# Christmas Quiz



## hollydolly (Dec 23, 2019)

Fun Christmas quizzes  for you to play during the festive season... 







Please try and play without looking up the answers.. there's no shame in not knowing every answer, and no prizes for knowing all of them.. just some fun...

Copy and past the quiz into the reply box  and post your answers  or reply in a new post in the format of 1- 20.. if you prefer..

Answers will be given if needed in 24 hours  ..  


*1. Which form of clean 'transport' do Norwegians hide away somewhere in the house on Christmas Eve as a precautionary measure ?*
*

2. Who wrote each of the following words?
a. "It was always said of him, that he knew how to keep Christmas well, if any man alive possessed the knowledge"
    b. "Maybe Christmas he thought, doesn't come from a store"


3. What kind of animal delivers gifts at Christmas in Syria ?


4. On which three feast 'days' do Americans consume the most food ?


5. Plus or minus one year, when did Queen Elizabeth II deliver her first ' televised Christmas message to the nation' ?


6. In which European country do malicious creatures called Kallikantzaroi get up to mischief around  Christmas ?


7. Which percentage of Americans dont celebrate Christmas at all ?  
a. 4%
b. 10% or
c. 18%


8. Who composed the music for the festive season ballet 'The Nutcracker' ? 


9. Plus or minus one year, how long does it take a Scotch Pine Christmas tree to reach a typical retail height of 6 to 7 feet ?

*
*10. Which two figures deliver gifts in Russia during the festive season ?*


*11. Which word, often associated with Christmas, stems from the Greek word for circle dance ?*
*
*
*12. Which English leader prohibited the singing of Christmas songs ?*


13._ *The following are words from which Christmas songs ?  *

a. she didn't see me creep down the stairs to have a peep_
_
b. she'd been drinking too much egg nog

c. once bitten and twice shy I keep my distance

d. in the lane the snow is glistening
_
_ e. the choir of children sing their song they practised all year long_


*14. Many people claim that the first unofficial football international between Germany and a Scotland/ England side was played on a Christmas Day. The pitch or playing field was found between what ?*
*

15. The Christmas film 'Miracle on 34th Street' has been remade many times.
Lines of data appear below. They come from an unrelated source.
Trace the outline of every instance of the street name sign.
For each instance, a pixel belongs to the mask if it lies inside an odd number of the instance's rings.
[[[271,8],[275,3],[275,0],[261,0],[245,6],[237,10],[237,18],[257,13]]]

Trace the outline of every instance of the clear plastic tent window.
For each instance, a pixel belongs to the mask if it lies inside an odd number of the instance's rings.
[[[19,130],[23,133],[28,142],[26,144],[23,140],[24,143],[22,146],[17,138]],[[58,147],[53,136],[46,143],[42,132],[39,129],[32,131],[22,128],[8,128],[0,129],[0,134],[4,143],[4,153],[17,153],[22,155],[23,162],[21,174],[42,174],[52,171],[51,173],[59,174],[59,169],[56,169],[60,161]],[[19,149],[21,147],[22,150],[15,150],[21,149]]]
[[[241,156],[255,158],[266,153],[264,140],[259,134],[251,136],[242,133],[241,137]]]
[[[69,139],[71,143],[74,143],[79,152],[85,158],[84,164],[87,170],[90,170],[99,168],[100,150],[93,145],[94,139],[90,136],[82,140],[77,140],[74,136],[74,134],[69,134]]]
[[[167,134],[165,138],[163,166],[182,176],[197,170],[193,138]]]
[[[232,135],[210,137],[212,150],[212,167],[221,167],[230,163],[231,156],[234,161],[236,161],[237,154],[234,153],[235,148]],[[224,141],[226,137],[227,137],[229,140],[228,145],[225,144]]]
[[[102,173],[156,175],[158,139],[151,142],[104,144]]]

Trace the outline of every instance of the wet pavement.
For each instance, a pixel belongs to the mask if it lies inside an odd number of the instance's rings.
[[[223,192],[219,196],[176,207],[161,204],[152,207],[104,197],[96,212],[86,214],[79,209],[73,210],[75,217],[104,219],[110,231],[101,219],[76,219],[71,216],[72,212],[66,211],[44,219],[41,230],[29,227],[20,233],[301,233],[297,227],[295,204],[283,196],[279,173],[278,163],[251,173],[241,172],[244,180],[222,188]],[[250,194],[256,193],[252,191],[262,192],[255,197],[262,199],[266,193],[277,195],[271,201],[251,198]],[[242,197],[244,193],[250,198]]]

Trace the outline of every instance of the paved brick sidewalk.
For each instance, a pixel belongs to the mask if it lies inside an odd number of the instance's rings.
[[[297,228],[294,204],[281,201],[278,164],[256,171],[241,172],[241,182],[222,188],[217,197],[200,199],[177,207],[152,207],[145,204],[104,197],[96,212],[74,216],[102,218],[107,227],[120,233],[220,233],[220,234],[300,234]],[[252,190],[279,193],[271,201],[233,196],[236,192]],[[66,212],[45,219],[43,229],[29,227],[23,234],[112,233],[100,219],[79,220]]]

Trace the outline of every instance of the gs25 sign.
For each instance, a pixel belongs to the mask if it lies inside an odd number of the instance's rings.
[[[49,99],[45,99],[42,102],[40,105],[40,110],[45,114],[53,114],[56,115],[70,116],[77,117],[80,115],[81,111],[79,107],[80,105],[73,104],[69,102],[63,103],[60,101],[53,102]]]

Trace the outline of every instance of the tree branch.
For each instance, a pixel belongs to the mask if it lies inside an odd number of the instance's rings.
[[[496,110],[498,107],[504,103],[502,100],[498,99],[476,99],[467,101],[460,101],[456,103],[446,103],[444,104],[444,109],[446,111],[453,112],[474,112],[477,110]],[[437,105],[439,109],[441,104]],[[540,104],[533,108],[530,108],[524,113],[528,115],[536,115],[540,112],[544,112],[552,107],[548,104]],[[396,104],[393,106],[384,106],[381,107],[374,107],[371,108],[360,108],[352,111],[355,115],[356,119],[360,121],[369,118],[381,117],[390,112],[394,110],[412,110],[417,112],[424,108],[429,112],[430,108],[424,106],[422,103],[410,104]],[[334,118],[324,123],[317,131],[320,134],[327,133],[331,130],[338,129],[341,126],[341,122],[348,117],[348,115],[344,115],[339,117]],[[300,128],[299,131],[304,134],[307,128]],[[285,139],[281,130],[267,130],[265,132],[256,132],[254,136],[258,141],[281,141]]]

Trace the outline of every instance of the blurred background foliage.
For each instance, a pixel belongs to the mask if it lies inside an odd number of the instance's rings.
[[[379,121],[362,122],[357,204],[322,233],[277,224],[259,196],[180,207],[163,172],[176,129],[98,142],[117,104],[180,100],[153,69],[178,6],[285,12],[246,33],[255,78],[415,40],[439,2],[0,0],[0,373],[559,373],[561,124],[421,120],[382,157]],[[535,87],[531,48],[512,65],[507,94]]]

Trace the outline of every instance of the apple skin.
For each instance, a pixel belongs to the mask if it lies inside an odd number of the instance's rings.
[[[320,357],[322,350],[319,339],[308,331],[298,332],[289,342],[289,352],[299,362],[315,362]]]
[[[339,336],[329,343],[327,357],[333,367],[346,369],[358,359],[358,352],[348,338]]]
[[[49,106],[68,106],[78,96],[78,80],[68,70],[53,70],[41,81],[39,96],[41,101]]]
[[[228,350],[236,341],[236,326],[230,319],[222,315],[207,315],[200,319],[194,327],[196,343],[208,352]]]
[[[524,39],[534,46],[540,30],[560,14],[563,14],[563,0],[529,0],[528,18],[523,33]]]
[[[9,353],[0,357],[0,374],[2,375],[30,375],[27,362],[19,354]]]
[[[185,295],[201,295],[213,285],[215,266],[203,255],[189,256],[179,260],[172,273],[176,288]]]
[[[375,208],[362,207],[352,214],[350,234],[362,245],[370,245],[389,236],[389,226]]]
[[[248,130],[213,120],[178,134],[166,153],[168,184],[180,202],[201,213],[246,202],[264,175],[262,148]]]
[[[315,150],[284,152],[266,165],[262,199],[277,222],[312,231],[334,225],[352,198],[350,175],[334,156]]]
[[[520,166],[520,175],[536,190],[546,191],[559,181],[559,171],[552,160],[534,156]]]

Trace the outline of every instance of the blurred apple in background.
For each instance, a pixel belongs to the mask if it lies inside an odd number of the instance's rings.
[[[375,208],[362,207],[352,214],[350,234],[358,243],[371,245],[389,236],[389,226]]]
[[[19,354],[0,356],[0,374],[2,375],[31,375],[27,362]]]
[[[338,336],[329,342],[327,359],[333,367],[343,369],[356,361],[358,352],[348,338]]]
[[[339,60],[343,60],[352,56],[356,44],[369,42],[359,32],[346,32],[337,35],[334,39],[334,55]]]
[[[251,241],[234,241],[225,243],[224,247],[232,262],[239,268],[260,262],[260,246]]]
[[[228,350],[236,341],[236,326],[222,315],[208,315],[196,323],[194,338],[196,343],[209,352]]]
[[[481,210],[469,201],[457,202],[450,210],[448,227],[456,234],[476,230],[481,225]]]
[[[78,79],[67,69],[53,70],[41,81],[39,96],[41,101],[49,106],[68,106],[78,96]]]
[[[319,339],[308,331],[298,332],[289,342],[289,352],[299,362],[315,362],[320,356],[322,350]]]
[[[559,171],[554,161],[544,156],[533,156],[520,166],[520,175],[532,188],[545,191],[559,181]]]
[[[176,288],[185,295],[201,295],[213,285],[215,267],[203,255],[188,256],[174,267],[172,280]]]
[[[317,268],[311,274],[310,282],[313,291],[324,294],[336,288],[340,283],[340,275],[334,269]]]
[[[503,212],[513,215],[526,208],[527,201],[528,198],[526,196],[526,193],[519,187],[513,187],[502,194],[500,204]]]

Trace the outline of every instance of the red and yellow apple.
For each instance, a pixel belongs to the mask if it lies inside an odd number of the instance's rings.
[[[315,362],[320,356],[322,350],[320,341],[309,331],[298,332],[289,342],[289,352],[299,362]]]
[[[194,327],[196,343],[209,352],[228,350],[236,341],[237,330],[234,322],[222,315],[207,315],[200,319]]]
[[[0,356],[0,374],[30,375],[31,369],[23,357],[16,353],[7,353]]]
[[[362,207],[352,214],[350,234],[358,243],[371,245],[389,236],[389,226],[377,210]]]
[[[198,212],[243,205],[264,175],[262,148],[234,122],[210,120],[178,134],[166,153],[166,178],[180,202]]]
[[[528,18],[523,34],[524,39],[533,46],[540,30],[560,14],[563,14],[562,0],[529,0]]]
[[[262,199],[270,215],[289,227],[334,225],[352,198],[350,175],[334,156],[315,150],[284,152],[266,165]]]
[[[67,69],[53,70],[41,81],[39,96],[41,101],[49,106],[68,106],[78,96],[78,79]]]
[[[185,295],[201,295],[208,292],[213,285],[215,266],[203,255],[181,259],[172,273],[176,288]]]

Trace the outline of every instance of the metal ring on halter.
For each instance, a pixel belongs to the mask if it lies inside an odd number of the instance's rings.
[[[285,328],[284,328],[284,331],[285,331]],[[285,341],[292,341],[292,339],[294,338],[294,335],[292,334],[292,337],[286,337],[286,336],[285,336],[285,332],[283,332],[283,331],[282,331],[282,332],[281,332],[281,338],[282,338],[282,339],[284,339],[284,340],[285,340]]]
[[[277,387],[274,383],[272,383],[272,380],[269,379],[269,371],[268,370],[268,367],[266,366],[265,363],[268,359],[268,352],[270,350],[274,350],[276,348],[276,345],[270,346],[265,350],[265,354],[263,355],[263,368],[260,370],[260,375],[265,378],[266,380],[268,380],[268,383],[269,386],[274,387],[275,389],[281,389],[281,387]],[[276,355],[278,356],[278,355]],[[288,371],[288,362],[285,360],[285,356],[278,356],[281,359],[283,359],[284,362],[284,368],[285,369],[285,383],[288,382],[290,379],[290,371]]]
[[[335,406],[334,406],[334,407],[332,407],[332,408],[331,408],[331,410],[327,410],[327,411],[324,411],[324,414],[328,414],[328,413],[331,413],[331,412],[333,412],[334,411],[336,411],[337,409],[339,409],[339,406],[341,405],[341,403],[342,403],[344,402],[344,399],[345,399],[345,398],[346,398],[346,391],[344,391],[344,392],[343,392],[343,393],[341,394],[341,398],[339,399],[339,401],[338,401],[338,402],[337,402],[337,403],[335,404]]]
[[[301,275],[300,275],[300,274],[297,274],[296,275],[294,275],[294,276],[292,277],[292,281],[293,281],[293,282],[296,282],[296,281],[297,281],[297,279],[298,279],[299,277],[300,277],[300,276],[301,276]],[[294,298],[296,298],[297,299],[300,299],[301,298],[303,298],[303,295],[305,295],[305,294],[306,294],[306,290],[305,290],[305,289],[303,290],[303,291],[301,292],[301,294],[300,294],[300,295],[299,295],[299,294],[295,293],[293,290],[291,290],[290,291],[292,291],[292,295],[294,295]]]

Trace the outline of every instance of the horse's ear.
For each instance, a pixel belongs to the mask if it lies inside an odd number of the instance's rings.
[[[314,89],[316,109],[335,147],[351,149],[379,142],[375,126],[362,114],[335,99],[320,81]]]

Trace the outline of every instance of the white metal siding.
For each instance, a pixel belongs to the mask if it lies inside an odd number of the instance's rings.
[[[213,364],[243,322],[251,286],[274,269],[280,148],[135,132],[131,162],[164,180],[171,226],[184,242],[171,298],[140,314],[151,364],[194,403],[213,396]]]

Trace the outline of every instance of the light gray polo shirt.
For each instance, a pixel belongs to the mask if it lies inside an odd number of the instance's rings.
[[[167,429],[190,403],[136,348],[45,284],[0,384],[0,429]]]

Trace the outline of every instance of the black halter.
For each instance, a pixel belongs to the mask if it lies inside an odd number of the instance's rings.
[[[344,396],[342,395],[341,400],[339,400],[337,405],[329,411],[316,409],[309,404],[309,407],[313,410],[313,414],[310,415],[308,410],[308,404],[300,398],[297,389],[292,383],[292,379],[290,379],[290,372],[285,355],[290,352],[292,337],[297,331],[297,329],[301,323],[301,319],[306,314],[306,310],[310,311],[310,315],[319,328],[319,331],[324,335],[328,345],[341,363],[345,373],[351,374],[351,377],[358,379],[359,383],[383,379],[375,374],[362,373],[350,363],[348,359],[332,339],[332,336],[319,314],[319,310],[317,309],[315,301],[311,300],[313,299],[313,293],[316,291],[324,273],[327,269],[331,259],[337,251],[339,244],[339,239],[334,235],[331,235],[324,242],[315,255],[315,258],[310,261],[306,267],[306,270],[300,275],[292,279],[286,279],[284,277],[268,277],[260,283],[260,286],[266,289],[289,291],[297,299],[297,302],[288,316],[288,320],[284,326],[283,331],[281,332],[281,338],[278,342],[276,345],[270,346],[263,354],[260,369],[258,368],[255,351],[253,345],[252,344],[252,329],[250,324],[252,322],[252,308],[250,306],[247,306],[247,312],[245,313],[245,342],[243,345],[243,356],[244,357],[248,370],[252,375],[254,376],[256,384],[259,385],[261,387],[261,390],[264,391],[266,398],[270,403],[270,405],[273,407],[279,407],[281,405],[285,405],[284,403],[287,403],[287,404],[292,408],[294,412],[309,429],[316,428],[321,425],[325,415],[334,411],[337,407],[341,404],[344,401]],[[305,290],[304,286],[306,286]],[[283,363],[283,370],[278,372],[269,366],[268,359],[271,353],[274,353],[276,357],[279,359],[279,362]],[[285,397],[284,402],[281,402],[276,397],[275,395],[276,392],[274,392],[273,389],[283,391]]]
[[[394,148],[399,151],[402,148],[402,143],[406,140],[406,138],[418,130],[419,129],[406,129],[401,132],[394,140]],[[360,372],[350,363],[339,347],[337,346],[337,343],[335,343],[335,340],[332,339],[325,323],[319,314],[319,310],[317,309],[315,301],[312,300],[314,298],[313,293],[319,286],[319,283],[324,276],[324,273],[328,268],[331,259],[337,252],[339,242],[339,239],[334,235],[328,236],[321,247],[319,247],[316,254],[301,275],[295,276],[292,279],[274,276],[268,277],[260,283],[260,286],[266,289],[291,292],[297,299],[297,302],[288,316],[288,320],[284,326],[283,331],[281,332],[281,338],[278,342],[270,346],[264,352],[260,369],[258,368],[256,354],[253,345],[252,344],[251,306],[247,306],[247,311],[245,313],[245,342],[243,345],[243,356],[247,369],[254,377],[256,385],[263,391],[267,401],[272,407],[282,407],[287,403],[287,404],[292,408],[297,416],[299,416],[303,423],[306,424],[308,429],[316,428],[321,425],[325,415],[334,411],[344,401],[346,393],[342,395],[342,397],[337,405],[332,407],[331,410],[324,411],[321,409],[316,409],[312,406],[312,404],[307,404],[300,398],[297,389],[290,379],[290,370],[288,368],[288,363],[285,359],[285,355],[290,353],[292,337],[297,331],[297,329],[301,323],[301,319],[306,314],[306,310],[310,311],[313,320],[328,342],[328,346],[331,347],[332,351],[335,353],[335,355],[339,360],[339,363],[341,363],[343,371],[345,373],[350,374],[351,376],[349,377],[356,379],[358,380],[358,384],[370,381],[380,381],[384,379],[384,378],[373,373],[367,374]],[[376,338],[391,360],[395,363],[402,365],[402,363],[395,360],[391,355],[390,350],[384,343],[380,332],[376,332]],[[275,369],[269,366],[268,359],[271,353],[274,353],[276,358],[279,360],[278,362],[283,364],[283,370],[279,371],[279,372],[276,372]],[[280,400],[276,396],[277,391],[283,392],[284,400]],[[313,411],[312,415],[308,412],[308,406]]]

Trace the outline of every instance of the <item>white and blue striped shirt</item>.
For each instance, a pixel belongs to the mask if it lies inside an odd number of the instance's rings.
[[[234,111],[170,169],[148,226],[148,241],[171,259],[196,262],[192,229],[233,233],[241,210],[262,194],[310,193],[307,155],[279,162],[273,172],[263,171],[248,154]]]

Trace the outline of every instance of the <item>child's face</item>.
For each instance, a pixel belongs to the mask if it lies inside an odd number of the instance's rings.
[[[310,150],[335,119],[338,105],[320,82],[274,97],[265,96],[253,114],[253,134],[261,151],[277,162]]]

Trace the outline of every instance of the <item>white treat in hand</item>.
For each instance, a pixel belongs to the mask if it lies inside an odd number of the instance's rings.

Who won a best supporting actor Oscar for the role of Kris Kringle in the original 1947 film and which two time Oscar winner played Kris in the 1994 remake ?


16.  'Who' catches the Grinch red handed stealing Christmas presents ?


17.  In which country does an ugly old witch named Bafana deliver presents on the night of 5th/6th of January ?
a. Australia
b. Austria
c. Italy*
* d. Mexico


18.  In which country is St. Nick called Sinterklaas ?*
*

19.  "Good King Wenceslas looked out on the feast of Stephen".  In which country was Wenceslas king ?

*
*20. Apparently, while poking at the fire, the London sweet shop owner Tom Smith got the inspiration to  make  what ? *


----------



## hollydolly (Dec 24, 2019)

*..anyone interested in a one off  Christmas  quiz?*


----------



## Sparky (Dec 24, 2019)

_when did Queen Elizabeth II deliver her first ' televised Christmas message to the nation' ?_

I think that was... 1957


----------



## JustBonee (Dec 25, 2019)

16. 'Who' catches the Grinch red handed stealing Christmas presents ?


Cindy Lou Who


----------



## JustBonee (Dec 25, 2019)

8. Who composed the music for the festive season ballet 'The Nutcracker' ?

...   Tchaikovsky


----------



## peramangkelder (Dec 28, 2019)

Befana or Bafana delivers presents in Italy


----------



## moviequeen1 (Dec 30, 2019)

# 4,I think its July 4th,Thanksgiving,Xmas
#15 Edmund Gwenn in '47,Sir Richard Attenborough in '94 remake


----------



## JustBonee (Dec 30, 2019)

6. In which European country do malicious creatures called Kallikantzaroi get up to mischief around Christmas ?

Greece


----------



## JustBonee (Dec 30, 2019)

17. In which country does an ugly old witch named Bafana deliver presents on the night of 5th/6th of January ?
a. Australia
b. Austria
*c. Italy*
d. Mexico


----------



## JustBonee (Nov 23, 2021)

Time of the year to bring this back to life ...  try to figure the rest out ....


----------